The administration has been making some noises of its own about the possibility that they will have to come up with some sort of “Plan B” after diplomacy inevitably fails. But the Israelis already know that the American response to Iran’s refusal to negotiate seriously was to back down and offer them a weaker temporary deal in exchange for some sanctions relief. While Biden’s team claims this is now off the table after the Iranians blew off the talks, which were slated to resume with a sputter on Nov. 29, the Israelis are right to be skeptical of these assurances.
So it was significant that the Times article alluded to the very real possibility that both the Israelis and the American public may be in the dark about the administration’s actions.
If, as the Times reports, the Israelis fear that the United States is currently conducting secret back-channel diplomatic discussions with Iran that will lead to renewed public negotiations, whose outcome will be a pre-ordained surrender of Western interests, then they have good reason to think so.
That’s what happened nine years ago when President Barack Obama was conducting his successful re-election campaign in 2012. During his foreign-policy debate with Republican presidential nominee Mitt Romney, Obama promised that any nuclear agreement with Iran would mean the end of Tehran’s nuclear program. But he was already planning on ignoring that pledge. Senior White House Advisor Valerie Jarrett was conducting backchannel talks with the Iranians and preparing the way for a deal that would contradict Obama’s avowals. By the time new talks had convened in 2013, the Western slide to surrender to Iranian demands was a fait accompli.
While Jarrett is no longer on the federal payroll, most of the same cast of characters that were running foreign policy for Obama are doing the same for Biden. There’s every reason to believe that when their obsession for diplomacy for its own sake is stymied, their reaction will be to again double down on appeasement rather than honestly confront their mistakes and seek a different course.
The Israelis know their window for both attempts to influence Biden and/or to take action on their own may be closing. Once the United States and Iran are back in Vienna and moving towards concluding another nuclear pact that won’t actually stop Iran’s march to a nuclear weapon, it may be too late for the Israelis to act.
Just as troubling is the likelihood that the Americans aren’t taking Gantz’s threats seriously.

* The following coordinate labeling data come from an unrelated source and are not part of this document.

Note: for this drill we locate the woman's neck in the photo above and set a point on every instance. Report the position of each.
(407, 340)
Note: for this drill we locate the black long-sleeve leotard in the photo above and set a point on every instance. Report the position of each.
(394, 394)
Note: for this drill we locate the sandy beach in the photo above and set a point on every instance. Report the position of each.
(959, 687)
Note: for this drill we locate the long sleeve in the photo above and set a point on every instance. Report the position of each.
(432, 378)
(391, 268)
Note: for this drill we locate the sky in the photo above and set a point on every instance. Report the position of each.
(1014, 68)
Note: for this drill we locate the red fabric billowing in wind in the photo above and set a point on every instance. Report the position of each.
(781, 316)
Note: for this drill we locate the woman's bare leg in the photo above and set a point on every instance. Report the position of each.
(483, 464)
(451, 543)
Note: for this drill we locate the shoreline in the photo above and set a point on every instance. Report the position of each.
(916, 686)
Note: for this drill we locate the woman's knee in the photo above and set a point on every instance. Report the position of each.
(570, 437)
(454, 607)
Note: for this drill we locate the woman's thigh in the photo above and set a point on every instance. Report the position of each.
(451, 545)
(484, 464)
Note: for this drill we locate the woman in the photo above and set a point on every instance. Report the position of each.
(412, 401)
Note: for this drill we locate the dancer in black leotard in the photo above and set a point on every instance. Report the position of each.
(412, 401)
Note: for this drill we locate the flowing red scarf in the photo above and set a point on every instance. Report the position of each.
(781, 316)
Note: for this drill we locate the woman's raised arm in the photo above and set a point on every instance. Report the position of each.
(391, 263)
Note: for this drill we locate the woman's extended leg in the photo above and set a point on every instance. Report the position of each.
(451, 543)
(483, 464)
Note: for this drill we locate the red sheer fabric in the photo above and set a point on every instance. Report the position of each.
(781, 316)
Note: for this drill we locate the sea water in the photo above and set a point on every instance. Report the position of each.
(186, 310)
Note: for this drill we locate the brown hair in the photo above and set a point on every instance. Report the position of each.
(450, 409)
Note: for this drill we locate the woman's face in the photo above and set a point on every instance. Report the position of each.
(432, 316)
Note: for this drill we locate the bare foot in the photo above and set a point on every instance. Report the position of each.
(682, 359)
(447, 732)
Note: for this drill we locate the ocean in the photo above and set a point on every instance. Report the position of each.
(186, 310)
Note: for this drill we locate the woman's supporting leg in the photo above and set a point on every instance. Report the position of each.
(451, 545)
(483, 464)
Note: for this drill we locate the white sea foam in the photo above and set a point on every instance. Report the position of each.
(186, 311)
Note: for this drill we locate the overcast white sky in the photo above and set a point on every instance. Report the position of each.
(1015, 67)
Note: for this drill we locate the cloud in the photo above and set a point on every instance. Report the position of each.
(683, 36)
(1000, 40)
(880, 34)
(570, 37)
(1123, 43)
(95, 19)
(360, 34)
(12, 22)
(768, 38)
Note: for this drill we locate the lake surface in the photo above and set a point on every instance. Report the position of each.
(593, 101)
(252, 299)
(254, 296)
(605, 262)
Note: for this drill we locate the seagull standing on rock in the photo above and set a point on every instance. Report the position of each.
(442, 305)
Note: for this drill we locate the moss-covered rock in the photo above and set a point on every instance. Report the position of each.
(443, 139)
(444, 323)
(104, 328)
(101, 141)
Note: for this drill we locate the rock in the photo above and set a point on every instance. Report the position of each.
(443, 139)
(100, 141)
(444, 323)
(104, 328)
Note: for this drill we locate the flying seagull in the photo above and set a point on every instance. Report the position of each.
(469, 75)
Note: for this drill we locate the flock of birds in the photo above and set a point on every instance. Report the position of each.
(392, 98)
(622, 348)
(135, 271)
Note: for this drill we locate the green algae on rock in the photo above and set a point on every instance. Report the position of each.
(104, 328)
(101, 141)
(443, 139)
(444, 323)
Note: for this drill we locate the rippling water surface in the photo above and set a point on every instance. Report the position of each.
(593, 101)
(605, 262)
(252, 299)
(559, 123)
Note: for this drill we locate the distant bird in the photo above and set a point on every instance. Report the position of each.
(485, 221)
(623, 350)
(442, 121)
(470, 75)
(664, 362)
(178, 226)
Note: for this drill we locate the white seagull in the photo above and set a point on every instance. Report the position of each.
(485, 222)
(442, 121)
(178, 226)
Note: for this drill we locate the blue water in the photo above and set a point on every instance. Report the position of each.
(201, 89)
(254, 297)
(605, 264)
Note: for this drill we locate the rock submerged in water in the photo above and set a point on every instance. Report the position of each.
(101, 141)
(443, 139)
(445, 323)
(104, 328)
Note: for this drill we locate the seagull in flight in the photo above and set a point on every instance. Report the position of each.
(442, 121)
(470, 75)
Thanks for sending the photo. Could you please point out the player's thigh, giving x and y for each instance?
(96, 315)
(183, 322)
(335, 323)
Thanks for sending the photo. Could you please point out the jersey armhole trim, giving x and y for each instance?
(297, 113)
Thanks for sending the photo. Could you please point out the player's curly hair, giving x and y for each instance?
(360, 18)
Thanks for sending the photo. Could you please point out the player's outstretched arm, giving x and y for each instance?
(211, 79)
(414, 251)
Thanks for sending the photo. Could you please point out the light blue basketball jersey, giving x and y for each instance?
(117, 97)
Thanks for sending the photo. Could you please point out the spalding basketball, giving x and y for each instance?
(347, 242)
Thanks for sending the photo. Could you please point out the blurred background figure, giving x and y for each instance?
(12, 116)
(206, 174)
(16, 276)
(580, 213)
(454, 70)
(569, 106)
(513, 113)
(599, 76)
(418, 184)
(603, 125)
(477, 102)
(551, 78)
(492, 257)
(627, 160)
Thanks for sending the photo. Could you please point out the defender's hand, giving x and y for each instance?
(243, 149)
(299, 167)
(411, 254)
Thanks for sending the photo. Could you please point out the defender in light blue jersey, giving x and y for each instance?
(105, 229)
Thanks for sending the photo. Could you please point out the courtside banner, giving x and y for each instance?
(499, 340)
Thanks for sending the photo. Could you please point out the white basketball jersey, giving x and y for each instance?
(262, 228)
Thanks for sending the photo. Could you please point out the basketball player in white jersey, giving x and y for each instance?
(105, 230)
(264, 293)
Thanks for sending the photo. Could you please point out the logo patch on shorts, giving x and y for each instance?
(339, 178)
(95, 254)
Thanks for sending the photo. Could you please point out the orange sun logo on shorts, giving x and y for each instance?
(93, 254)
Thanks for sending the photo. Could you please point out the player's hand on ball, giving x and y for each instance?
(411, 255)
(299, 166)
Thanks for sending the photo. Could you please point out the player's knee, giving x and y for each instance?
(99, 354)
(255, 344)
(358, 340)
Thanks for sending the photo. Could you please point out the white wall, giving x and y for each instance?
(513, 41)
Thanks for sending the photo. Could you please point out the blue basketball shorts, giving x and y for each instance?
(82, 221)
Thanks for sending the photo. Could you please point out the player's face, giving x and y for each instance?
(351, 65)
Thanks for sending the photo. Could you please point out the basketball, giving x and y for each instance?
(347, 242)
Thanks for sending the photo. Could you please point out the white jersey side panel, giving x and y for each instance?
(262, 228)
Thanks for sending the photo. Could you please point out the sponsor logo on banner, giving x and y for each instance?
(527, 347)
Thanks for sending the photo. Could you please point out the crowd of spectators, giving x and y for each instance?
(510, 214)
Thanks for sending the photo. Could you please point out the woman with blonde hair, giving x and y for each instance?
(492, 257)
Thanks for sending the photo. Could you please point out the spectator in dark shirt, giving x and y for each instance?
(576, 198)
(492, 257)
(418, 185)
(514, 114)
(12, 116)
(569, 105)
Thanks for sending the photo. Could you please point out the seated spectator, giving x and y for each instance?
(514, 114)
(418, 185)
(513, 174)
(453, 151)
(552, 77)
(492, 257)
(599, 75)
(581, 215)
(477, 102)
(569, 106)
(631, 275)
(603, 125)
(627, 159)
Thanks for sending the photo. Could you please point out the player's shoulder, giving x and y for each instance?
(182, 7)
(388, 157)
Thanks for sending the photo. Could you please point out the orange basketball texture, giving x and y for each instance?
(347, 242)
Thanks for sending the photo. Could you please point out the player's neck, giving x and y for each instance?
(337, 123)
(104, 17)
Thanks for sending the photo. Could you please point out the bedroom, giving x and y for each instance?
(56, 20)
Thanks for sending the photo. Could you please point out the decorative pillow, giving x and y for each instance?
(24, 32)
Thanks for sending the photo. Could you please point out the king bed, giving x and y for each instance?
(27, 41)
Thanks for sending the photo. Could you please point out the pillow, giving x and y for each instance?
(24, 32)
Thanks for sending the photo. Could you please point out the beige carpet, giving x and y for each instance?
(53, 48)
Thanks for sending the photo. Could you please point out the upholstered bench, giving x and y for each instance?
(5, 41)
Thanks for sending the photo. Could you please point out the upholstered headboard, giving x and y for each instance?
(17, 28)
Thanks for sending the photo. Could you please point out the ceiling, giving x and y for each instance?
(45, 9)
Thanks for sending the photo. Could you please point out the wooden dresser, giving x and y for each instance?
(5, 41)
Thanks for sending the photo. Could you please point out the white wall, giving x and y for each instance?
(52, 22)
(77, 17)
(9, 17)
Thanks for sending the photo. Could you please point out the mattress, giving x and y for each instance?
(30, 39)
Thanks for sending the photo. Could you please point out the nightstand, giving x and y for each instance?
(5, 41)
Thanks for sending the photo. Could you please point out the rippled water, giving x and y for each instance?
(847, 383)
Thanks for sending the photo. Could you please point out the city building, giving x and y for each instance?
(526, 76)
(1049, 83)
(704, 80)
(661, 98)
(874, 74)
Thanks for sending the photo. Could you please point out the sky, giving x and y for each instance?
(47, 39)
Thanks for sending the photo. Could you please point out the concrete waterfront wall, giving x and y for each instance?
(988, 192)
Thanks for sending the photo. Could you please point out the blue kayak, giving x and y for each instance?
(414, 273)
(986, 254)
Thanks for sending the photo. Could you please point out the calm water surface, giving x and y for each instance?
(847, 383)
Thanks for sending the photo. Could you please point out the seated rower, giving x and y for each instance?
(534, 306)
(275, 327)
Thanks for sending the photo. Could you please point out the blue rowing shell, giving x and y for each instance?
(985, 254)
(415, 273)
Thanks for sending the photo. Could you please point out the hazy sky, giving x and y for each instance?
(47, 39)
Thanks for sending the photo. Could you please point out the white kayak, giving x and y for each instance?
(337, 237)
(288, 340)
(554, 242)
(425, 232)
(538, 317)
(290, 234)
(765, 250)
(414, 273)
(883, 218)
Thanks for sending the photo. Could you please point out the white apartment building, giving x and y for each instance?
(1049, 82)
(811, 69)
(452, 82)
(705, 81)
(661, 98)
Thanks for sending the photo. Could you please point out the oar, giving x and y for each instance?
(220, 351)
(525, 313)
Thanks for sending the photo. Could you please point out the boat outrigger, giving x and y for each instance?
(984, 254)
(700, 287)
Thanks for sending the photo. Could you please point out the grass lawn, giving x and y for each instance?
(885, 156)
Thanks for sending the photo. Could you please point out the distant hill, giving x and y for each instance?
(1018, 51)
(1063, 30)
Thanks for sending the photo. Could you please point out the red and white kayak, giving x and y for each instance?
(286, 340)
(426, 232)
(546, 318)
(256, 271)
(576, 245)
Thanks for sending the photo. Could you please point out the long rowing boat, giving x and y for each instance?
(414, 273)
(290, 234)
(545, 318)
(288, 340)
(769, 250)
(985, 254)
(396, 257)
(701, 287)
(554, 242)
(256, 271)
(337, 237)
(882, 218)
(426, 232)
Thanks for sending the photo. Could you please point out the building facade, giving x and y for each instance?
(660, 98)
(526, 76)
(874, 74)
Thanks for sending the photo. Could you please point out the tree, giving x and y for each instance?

They know how difficult a military campaign to take out Iran’s nuclear facilities would be even with the much greater forces that the United States can bring to bear on the problem than Israel. And, as the Israelis are finding out, American opposition to Israeli action can be made clear in ways other than diplomatic exchanges. As the Times later reported, the Americans are stalling on delivering new refueling tanker planes that will be needed if Israel is to attack Iran. That won’t impact events in the short term. But it is, at the very least, a symbolic gesture intended to warn the Jewish state to defer to Washington, even if it means sacrificing their defense interests.
At this stage, no one on either side of the alliance knows what the next move on Iran will be. But, if Israel’s all-too-realistic fears about an American secret betrayal prove justified, future protests about Biden’s policies may be a waste of time.